The Spiritual Audacity of Abraham Joshua Heschel

It's Sunday, time for another exploration of some random aspect of spirituality that I find interesting! This week, I hope you might take some time to listen to an audio program by the people who create NPR's "Speaking of Faith" on Abraham Joshua Heschel. Who the heck is that, you ask? Here is what the folks at SoF write:
"Abraham Joshua Heschel insisted that the opposite of good is not evil, it is indifference. Born into an esteemed Hasidic family in Poland in 1907, he was a mystic who wrote transcendent, poetic words about God. At the same time, he marched alongside Martin Luther King Jr. and organized religious leadership against the war in Vietnam, embodying the social activism of the biblical prophets he studied. We explore Heschel's teachings and his prophetic legacy — his "spiritual audacity" — for people in our time."
Check out the whole program. Make it today's meditation. Heschel is a fascinating person with a relevant spiritual perspective for our desperate times...

Any thoughts? What lesser-known spiritual figures do you find insight from?

Sunday, October 05, 2008

Politics and Faith in the Democratic Party

It's Sunday! NPR's "Speaking of Faith" looked at the role of faith and spirituality within the Democratic Party this morning and I thought some of you might want to check it out. If you click here, you will find a few different options on how you can listen. Here is their brief intro to the program:

The Religious Right has gotten a fair amount of coverage in recent years, while the political Left has rarely been represented with a religious sensibility. Our guest, a national correspondent for Time magazine is a political liberal and an Evangelical Christian who has been observing the Democratic Party's complex relationship with faith and the little-told story of its response to the rise of the Religious Right.

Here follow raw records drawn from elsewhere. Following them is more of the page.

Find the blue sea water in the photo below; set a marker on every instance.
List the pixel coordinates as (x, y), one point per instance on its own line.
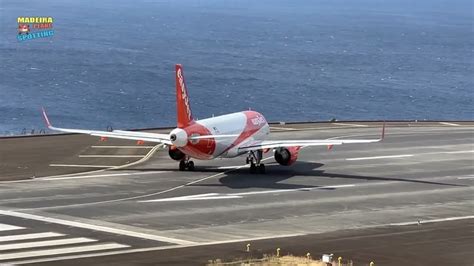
(111, 62)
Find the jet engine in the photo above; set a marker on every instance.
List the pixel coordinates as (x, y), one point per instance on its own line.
(175, 154)
(179, 137)
(286, 155)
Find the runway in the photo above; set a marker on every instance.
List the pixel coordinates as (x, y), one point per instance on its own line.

Any thoughts about the nexus between spirituality, faith, religion and the liberal/left in American politics? I'd be interested to hear what you think...

Tuesday, August 19, 2008

Remembering Jerry Wexler's Groove

Legendary music producer, Jerry Wexler, died at the age of 91 a few days ago. Aretha Franklin, Ray Charles, Wilson Pickett, Led Zepplin, Bob Dylan, Santana, Dire Straits and George Michael are just a few of the artists he produced at some point or another. Here is the New York Times obituary. Here is an excellent interview with Wexler from NPR's Fresh Air back in the 1990s. And here is a review of Wexler's autobiographical book about the music industry.

Wednesday, February 13, 2008

This American Life: "The Camera"

This American Life, with Ira Glass, is one of my favorite NPR programs. I haven't seen many episodes of the new tv version, but I like this story... and the animation is done by Chris Ware!